那人不发一语,跪在目前,紧密有序地清理着残花和污垢。
我们几个大老爷们面面相觑,不敢发一语,只是默默地观看这一切,看着看着,心情竟如雨水打湿的芭蕉,宁静致远,仿若外界的一切都与我无关。此刻,当下,只有我在看着我的一切行径,只是看着,没有任何评判或情绪引导。初入洞穴之时,水滴声都扔我心烦意乱,可现在,它们似在谱曲一首、又似在低声轻语、又如相互抚慰。
平时我是个连扫墓都没什么耐心的人,但现在,不知过了多久,都不觉得时间长,好像,就连时间都不复存在了。
“走吧。”话音刚落,墓穴开启,即刻跳入一条被黄绿相间的发光蘑菇照亮的隧道之中。
我们互看了一眼,紧眯眼皮,一个接着一个也跳了进去,直到最后一个人的身影从洞穴中消失,墓穴才复原如初。
隧道四壁生满柔软的原生苔藓,柔软却不潮湿,黏糊糊的触感依旧,但没有沾湿衣裤和皮肤。下落的瞬间用手抓了把,扑了个空,如此真实的情境展现出来,却得不到任何回应,有那么一丢丢失落,但又被随后而来柔软如绵的包裹感所征服。
“哇了个塞(o゜▽゜)o☆。”肌肉男像个小男孩一般带着惊奇又美好的稚拙童音惊呼。而后又像只鸡一样咯咯哒地破音尖叫起来。

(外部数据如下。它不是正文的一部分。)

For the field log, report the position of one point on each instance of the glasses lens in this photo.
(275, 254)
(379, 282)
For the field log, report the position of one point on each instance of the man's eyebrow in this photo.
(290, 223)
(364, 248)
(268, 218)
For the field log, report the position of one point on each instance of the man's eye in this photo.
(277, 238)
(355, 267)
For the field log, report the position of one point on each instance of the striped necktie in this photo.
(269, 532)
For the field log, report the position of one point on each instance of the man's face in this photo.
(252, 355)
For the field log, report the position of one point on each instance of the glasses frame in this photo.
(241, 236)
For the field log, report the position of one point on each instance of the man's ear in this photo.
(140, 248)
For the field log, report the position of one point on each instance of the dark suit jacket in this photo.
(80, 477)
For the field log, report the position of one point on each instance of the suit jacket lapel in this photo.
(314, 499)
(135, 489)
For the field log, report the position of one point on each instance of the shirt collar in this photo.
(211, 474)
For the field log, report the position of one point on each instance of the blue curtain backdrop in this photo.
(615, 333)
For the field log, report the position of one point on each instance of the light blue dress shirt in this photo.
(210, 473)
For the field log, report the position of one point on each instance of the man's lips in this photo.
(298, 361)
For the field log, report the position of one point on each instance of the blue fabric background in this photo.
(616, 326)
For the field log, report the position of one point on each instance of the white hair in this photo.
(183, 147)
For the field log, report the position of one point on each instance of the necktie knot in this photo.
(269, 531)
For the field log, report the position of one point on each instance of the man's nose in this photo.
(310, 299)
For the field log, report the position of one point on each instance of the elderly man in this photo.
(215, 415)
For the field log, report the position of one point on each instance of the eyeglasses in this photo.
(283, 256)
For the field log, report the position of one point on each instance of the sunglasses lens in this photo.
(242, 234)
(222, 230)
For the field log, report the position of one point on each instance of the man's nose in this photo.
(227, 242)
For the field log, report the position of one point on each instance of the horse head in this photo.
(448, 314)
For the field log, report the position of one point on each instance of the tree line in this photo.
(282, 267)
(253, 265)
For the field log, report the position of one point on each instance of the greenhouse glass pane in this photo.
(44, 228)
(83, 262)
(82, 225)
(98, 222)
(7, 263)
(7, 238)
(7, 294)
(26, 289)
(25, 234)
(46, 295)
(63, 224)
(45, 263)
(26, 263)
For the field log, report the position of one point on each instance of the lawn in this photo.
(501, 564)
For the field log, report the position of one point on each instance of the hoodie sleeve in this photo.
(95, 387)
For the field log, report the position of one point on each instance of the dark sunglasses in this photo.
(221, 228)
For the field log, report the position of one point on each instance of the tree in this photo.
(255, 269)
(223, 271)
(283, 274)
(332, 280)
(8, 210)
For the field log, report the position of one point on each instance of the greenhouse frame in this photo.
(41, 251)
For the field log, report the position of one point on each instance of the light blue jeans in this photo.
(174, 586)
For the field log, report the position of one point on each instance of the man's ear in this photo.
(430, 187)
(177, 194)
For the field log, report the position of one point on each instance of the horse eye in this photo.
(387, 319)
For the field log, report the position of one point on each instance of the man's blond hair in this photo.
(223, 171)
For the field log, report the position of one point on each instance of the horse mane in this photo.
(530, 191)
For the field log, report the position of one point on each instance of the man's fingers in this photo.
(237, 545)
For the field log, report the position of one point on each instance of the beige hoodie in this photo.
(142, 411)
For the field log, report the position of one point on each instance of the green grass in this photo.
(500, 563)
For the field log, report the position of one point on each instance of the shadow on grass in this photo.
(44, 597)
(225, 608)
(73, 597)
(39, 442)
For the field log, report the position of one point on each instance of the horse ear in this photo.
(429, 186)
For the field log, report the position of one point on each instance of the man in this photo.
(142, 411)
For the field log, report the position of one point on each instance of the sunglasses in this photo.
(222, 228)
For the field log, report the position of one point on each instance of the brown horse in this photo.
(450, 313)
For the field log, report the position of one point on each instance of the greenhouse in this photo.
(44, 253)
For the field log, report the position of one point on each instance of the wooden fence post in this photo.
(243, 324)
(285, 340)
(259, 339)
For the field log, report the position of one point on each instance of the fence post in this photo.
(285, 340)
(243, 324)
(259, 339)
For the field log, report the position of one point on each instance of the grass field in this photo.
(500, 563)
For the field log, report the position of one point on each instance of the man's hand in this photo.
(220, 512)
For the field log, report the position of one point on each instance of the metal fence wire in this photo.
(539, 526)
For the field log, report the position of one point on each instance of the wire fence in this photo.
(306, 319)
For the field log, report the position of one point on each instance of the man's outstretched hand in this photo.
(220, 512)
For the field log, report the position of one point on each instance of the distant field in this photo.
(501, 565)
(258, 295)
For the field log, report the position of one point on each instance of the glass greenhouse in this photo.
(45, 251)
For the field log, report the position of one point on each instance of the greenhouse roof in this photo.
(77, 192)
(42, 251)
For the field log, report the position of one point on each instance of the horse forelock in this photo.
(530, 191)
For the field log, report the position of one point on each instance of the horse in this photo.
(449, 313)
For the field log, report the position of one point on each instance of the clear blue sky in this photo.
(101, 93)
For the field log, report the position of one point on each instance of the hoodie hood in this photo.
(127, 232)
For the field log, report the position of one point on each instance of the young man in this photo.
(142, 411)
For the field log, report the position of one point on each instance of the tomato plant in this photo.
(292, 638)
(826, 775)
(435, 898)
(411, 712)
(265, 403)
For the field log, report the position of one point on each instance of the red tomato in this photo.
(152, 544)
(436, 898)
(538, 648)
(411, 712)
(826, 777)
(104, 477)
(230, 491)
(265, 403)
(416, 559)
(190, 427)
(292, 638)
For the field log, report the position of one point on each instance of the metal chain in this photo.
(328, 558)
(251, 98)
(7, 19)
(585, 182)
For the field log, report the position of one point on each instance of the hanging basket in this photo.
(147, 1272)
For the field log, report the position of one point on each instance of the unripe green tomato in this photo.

我是最后一个跳下来的,对前面的事物也无比滴好奇,他们在干啥?快等等我欸!
双脚落地的那一刻,被一股反弹力反射到半空中,而后落在一片五彩圆形空地之上。闪光孢子随处可见,在伸手不见五指的黑夜熠熠生辉。他们早已随意坐在四处,任凭言语乱飞。
“那个墓是。。?”消防员实在是好奇,脱口而出。
“村长自海上归来后,心生愧疚,每晚无法入睡,身体每况愈下,才派人在后山建的。他每隔一段时间会过来祭拜,似乎睡眠和身体问题也迎刃而解。”
“那你。。?”
“人,是我杀的。”只见那人双盘着腿,席地而坐,幽幽地吐出一句。
“啊——你。。你。。”肌肉男恐慌地乱窜过。
我们内心也慌得一比,李晏故作镇静地问,“此话怎讲。”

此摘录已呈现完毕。